In 2009, Miyazaki created a 2-part Kaze Tachinu manga mini-series, which, in conjunction with Tatsuo Hori’s novel of the same name, laid the groundwork for this summer’s film, which explores the life of historic World War II Zero fighter designer Jiro Horikoshi’s life. And Miyazaki didn’t just direct the film; he wrote the screenplay and conceived of the story himself. In case you weren’t already super excited, the news that longtime collaborator Joe Hisaishi will score the film. It’s hard to believe that it’s been nearly five years since Miyazaki’s last film, Ponyo, but better late than never.

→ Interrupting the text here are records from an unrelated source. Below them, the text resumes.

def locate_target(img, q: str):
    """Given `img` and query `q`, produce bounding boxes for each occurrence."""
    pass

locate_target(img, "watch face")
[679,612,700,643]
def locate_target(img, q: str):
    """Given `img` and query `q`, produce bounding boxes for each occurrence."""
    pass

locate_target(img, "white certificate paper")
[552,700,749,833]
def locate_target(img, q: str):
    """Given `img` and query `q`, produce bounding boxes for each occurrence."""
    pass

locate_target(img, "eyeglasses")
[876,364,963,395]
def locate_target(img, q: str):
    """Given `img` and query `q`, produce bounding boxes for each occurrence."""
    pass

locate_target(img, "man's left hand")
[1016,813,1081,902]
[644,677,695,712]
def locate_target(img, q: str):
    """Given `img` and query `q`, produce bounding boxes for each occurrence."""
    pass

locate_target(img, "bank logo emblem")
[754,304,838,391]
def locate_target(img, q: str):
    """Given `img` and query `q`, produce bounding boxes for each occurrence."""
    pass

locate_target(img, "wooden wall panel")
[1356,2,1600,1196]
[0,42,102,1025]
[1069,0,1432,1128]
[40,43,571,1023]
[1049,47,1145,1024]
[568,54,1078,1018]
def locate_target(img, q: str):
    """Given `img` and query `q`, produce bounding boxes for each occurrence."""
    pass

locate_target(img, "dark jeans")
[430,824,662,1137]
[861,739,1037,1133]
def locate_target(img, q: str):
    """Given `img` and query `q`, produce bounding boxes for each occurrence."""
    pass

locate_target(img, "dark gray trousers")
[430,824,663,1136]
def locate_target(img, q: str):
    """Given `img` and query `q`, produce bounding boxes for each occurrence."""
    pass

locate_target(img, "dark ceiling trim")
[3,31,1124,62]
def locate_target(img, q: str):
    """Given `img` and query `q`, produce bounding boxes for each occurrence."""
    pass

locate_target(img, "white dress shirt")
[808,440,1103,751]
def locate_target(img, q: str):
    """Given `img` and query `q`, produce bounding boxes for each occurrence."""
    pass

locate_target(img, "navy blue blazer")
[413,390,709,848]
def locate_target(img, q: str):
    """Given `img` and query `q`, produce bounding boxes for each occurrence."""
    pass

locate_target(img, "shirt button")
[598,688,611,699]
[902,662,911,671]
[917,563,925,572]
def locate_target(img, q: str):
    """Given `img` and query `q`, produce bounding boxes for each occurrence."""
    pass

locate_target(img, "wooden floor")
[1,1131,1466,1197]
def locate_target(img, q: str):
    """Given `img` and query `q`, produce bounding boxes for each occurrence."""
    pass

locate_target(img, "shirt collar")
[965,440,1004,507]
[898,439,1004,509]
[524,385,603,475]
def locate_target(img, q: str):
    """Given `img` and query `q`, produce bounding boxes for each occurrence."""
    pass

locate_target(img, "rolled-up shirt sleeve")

A re-imagining of Taketori Monogatari (“The Tale of the Bamboo Cutter”), a 10th century Japanese folktale, Takahata’s Kaguya-hime no Monogatari centers on a princess named Kaguya who was discovered as a baby inside an luminescent bamboo stalk. Although Takahata revealed that this would be his next project back in 2009, it’s still his first film in nearly 14 years (the last being My Neighbors the Yamadas). Also joining the production team are composer Shinichiro Ikebe (Future Boy Conan, Akira Kurosawa’s Kagemusha) and co-writer Riko Sakaguchi. Hearing the film’s tagline, “a Princess’ crime and punishment,” and knowing that both films are coming out on the same day this summer, has me giddier than a Susuwatari in an unswept chimney.